The Day John Smith Died
Fifteen years ago today I was working as a TV producer at Scottish Tory Party Conference in Inverness when the news came through. I was on the conference hall balcony about to interview Ken Clarke, and had to tell him we had a problem - his long term sparring partner and now Leader of the Labour Party had died.
I knew John Smith quite well, but his daughters better, and for a few moments I just lost it. But when I came around I saw Ken Clarke was even more distressed than me. And when the announcement was made to the in session and in government Scots Tories, you could hear a gasp of shock, could feel their genuine sadness as they solemnly filed out the hall - the measure of the man.
I had been with Scottish TV's ( now BBC Radio Scotland's) Colin MacKay three years previously for the first interview John Smith had given after his earlier heart attack. I knew from this - plus direct knowledge of how much it had taken my own dad to get back on his feet after his heart attack - how hard it had been, would be.
But by 12th May,1994 John Smith was on the verge of greatness. He had the Tories on the run, politically, intellectually and I'd say morally - though he was never a man to preach, despite his religious beliefs.

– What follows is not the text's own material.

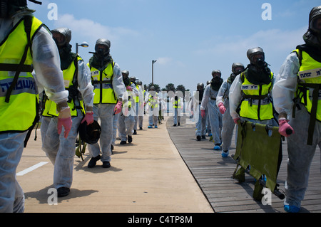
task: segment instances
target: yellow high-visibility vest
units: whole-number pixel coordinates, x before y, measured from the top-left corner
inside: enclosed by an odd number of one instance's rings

But all this was not to be for John, the torch instead passed over to Tony Blair. And history
Exactly five years later - ten years ago today - as the Scottish Parliament's Head of Broadcasting I was again present at history, as I filmed the first ever sitting of a democratically elected Scottish Parliament. This was a day John Smith, Devolution Minister in the 1970's Labour Government, the Labour leader who had bravely led his party into the all-party Scottish Constitutional Convention, had lived for - died for even. His spirit was ever present in the Church of Scotland's converted Assembly Hall , but nowhere more so than in his university friend and long term political ally, Donald Dewar, who saw John's promise home.
This film below I hope captures that moment - our moment, Scotland's moment, John's moment.
7 comments:
Nicely put Alan.
Congrats on making the DD. I have warned Iain the link to your blog is dead.
Thank you for the tribute to John Smith.
Last time I was on Iona I paid my respects to him. How history would have been different without this tower of a man.
Forgive the intrusion, I am just a member of the public who, whilst being a LibDem voter, rejoiced at the 1997 election results.
My question is, didn't John Smith instigate the whole neo-con New Labour project by picking out Blair and Brown as his acolytes? He must have had a good awareness of their character.
*Conspiracy Theory Alert* By the way, and I am genuinely not being flippant here, it has always struck me as strange that the three people I think could have been the Real labour project - Smith, Dewar, Cook - all died prematurely
Ian,
You are not intruding at all, but maybe this particular thread aint the ideal one for conspiracy theories.
I am pretty sure John Smith just dropped dead from a heart attack - sadly a common thing amongst men of his age in high pressured jobs, especially ones with heart conditions
But you raise a not insignificant point - Brown ( in particular) and Blair were his protegees. I'd like to think had JS lived he'd either have brought out their better sides or sussed them and propmoted other over them. But who relly knows?
It is hard ot speak ill of the dead, but alive, and as someone who was on the left of the Labour party not the right as JS was, I genuinely can tell you, in those most bitter of times, near everyone liked John Smith, even the trots! And as Ive - mentioned above the Tories tooo. Ask your fellow Lib Dems, you wil find the same I'm near certain.
I think there was a reason for this.
Nice tribute to a great man. My own politics are and were much to the left of John Smith's but, unlike his predecseeors at the top of the Labour Party, he seemed to me to be a man of great integrity, wit and humanity.
I can't believe John Smith would have spent his energies abolishing Clause 4 from the Labour Party constitution, that he'd have toadied so much to big business and the super rich or that he'd have lead us into that dreadful war in Iraq.
Impossible to know but i reckon had he lived and become Prime Minister, i wouldn't have become so dissatisfied with the UK and i wouldn't have converted to support for Scottish independence.
I genuinely miss the man.
If memory serves, you're description of Smith was in spite of him not really filling the role of leader of the party until the previous Budget (November '93), where he really tore Clarke to shread's.